A key component of this approach proved to be the use of the criterion what could change to drive the splitting off of the chunks of stuff. As such, it is an extension to/refinement of existing design techniques rather than being a replacement for them.

So, how does middle distance thinking extend current techniques?

Extension to DB design: A focus on "objects in the world," rather than just cardinality, results in a more fine grained partition of the problem space. All things which are one-to-many or many-to-one are necessarily distinct and have different potential rates of change, but sometimes things which are one-to-one are also distinct, and should be separated to accommodate future change.

Refinement of OO design: middle distance ontologies are problem space oriented rather than software oriented. As such, it is less concerned with factoring out the appropriate superclasses than OO designs. This is because software design criteria that push such refactorings are "within the system" rather than "in the world." There is nothing in the middle distance approach that pushes common functionality up to a common implementation.
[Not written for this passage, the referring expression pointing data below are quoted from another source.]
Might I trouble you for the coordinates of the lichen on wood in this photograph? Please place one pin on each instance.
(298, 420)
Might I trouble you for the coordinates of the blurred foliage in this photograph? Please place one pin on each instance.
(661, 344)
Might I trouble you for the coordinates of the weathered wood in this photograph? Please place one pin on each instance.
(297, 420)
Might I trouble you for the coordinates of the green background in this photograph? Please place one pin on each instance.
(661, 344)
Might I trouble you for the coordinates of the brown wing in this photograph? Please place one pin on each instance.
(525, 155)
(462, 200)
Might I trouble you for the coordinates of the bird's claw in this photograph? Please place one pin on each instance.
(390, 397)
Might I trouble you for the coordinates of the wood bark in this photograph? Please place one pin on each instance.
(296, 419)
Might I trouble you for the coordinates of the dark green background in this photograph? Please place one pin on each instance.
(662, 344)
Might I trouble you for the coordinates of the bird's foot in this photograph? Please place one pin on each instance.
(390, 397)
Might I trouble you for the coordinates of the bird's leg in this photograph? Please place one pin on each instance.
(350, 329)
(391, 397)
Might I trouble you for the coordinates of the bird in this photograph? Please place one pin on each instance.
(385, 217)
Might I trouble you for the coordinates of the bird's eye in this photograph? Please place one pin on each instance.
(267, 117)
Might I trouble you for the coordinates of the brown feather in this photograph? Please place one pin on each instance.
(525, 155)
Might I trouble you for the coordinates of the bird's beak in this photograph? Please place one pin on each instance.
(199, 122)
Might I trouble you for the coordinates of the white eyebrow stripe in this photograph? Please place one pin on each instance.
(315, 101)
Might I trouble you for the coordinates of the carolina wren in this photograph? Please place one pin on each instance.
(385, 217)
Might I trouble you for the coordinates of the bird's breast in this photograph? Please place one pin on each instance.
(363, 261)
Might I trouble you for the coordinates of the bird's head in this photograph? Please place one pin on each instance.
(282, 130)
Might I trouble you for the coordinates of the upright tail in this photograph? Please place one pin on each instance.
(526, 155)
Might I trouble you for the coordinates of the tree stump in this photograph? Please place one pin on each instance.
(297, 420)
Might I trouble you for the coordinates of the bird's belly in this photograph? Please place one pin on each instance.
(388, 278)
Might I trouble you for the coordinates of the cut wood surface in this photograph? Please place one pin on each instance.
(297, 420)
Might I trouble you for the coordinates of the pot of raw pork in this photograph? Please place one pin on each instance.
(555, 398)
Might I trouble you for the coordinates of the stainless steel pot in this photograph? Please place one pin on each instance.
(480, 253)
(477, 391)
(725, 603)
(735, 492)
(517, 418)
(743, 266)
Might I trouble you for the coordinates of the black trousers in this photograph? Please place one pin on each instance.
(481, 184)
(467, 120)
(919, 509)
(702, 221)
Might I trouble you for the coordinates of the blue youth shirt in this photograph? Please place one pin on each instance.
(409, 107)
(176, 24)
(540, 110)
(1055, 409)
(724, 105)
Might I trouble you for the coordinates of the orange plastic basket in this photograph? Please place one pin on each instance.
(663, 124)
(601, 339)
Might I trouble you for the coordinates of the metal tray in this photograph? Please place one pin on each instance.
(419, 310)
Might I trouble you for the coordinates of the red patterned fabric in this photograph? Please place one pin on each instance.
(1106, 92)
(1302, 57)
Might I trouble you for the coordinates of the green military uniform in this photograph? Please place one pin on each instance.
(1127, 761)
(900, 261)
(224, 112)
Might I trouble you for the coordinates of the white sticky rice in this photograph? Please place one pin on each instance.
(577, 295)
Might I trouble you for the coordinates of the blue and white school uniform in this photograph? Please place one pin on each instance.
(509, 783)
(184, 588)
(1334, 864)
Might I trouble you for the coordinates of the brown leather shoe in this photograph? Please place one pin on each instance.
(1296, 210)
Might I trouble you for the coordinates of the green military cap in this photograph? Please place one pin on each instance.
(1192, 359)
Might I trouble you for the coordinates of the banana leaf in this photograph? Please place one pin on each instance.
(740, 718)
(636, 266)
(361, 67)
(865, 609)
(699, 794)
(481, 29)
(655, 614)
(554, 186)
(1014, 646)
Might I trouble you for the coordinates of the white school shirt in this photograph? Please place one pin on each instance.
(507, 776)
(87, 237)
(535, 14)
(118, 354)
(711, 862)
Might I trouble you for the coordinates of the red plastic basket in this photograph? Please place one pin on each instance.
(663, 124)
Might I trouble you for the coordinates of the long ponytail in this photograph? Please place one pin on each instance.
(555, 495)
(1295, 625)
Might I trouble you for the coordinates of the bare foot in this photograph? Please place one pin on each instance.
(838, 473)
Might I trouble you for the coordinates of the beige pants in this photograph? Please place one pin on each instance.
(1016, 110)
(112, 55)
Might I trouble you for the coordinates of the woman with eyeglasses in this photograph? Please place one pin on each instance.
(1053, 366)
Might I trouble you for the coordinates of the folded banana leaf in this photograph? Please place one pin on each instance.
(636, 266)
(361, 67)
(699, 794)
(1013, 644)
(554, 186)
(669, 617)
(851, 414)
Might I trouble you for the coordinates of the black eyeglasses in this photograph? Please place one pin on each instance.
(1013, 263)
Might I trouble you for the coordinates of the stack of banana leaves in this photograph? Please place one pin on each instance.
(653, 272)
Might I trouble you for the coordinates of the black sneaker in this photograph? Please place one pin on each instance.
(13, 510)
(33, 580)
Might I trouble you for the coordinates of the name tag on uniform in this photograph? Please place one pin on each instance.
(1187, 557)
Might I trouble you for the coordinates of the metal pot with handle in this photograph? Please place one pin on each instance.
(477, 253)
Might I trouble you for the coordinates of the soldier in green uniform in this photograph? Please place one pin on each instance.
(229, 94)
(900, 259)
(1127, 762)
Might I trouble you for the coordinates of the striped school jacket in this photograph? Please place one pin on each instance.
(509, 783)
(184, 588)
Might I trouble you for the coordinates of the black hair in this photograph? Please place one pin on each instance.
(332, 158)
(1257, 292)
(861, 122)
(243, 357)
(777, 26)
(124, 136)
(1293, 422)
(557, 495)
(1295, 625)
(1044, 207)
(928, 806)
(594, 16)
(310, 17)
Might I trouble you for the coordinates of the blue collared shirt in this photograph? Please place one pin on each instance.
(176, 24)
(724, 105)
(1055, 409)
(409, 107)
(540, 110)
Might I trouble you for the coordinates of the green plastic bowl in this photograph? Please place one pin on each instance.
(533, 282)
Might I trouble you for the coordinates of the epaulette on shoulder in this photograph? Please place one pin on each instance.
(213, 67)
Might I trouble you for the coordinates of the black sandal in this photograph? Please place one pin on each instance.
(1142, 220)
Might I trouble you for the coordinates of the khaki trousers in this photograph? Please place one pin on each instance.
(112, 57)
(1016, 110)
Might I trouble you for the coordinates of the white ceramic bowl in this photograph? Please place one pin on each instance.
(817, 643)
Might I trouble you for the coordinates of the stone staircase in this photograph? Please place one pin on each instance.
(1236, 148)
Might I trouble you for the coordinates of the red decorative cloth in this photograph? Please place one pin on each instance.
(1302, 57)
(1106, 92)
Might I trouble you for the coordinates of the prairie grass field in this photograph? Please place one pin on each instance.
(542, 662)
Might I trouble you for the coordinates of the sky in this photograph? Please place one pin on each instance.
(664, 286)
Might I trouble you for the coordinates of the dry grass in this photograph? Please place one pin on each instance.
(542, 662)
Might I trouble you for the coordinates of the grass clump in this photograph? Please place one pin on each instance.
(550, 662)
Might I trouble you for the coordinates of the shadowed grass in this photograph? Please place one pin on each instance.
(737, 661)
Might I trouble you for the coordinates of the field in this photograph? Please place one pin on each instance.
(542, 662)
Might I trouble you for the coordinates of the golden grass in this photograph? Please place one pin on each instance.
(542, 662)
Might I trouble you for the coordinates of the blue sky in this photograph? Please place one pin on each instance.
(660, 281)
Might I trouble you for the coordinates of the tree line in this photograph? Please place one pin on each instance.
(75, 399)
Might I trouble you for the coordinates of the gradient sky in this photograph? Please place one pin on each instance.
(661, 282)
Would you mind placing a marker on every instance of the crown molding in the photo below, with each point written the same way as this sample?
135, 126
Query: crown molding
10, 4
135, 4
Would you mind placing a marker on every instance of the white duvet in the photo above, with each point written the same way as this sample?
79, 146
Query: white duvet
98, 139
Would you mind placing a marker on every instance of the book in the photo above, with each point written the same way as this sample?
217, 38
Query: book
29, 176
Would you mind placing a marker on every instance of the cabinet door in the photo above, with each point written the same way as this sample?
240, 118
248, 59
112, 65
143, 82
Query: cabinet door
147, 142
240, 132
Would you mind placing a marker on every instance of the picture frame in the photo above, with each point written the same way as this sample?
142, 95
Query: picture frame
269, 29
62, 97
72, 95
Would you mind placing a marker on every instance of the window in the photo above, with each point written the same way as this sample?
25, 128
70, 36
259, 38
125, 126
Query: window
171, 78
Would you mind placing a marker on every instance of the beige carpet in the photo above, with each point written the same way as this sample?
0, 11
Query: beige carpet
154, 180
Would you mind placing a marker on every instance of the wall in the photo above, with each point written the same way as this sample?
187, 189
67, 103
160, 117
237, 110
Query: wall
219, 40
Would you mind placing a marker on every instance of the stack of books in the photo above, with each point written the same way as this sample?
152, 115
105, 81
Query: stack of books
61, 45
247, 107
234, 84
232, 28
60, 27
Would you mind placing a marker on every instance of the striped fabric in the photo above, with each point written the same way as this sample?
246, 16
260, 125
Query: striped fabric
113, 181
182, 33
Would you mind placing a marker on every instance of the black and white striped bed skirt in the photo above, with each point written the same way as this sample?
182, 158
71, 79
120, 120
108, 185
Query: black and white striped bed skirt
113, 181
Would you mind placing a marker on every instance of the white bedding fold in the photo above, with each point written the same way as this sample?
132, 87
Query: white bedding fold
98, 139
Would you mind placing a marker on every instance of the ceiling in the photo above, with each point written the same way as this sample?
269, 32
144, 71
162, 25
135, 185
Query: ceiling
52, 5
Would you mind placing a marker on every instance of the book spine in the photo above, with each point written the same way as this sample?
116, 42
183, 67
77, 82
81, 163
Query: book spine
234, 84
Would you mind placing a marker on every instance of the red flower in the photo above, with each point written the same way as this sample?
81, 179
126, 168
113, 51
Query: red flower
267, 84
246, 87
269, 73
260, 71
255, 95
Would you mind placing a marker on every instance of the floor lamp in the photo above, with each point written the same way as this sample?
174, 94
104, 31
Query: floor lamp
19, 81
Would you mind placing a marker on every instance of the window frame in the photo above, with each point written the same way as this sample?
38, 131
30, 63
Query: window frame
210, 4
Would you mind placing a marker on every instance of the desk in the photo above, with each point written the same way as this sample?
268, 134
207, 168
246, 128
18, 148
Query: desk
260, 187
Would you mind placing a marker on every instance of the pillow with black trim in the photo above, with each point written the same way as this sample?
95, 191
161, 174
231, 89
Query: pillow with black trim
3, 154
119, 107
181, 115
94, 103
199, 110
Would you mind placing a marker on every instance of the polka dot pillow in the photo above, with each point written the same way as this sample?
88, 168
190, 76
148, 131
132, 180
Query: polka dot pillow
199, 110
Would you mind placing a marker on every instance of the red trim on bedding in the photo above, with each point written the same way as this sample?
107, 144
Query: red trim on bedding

One other aspect of the middle distance approach is that it allows you to pull attributes out of the design and hide them behind the opaque identifiers. This modularization allows you to change the definition of such things as validity as your knowledge of what constitutes validity in your problem domain changes.

In summary, I think the middle distance approach is useful as a design principle, but is not a distinct design technique per se. Assessing its utility in practice must await an opportunity to apply it to a real world problem.

Monday, August 2, 2010


Andy Siegel of Genzyme, Hemant Virkar of Digital Infuzion, and I gave a talk, ArchiMate as a Communication Tool in Launching an EA Effort, at the Open Group's Boston Conference. It discussed our experiences using ArchiMate as a communication tool for rolling out an EA Effort at Genzyme.

As I've mentioned before, I have found ArchiMate to be a practical, useful, framework. This presentation delineates some of the reasons why I came to that conclusion.

Monday, July 19, 2010

Middle Distance Ontologies: assays

This analysis of assays is the companion to my previous post on antibodies.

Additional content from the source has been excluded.